Deux petites interviews

Pour comprendre de quoi il retourne (merci à un_Ours pour ses contributions!), deux petites vidéos suffisent. Il s'agit des deux parties d'une interview de Sidney Powell, une des juristes de l'équipe du Président Trump. On dit d'elle qu'elle va relâcher le Kraken...

Comme tout le monde n'a pas le temps ou la possibilité de consulter cette vidéo, en voici les points saillants.

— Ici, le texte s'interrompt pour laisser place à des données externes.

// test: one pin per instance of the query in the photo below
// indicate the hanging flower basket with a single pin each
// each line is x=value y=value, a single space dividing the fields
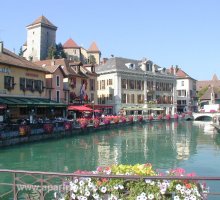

  • Le Président Trump a remporté sa réélection par des millions de votes, qui ont été détournés par un logiciel conçu exactement dans ce but.
  • Le logiciel a été fabriqué pour manipuler des élections et il est commercialisé sur cette base, aux États-Unis et ailleurs. Même le manuel explique comment changer les votes ou effacer les votes.
  • Ce n'est pas la première fois que ce programme manipule des votes, il y a des preuves remontant à 2016 en Californie. [Et mes lecteurs savent qu'il a été utilisé lors des primaires démocrates de 2020.]
  • Le logiciel est utilisé par Dominion et Smartmatics mais aussi sur d'autres machines (hardware).
  • Les officiels chargés des élections et qui ont acheté ces machines ont fait preuve d'une incroyable témérité, et devraient faire l'objet d'enquêtes sérieuses. Il y a même des preuves de pots-de-vin.
  • "Je n'ai jamais rien affirmé que je ne puisse prouver."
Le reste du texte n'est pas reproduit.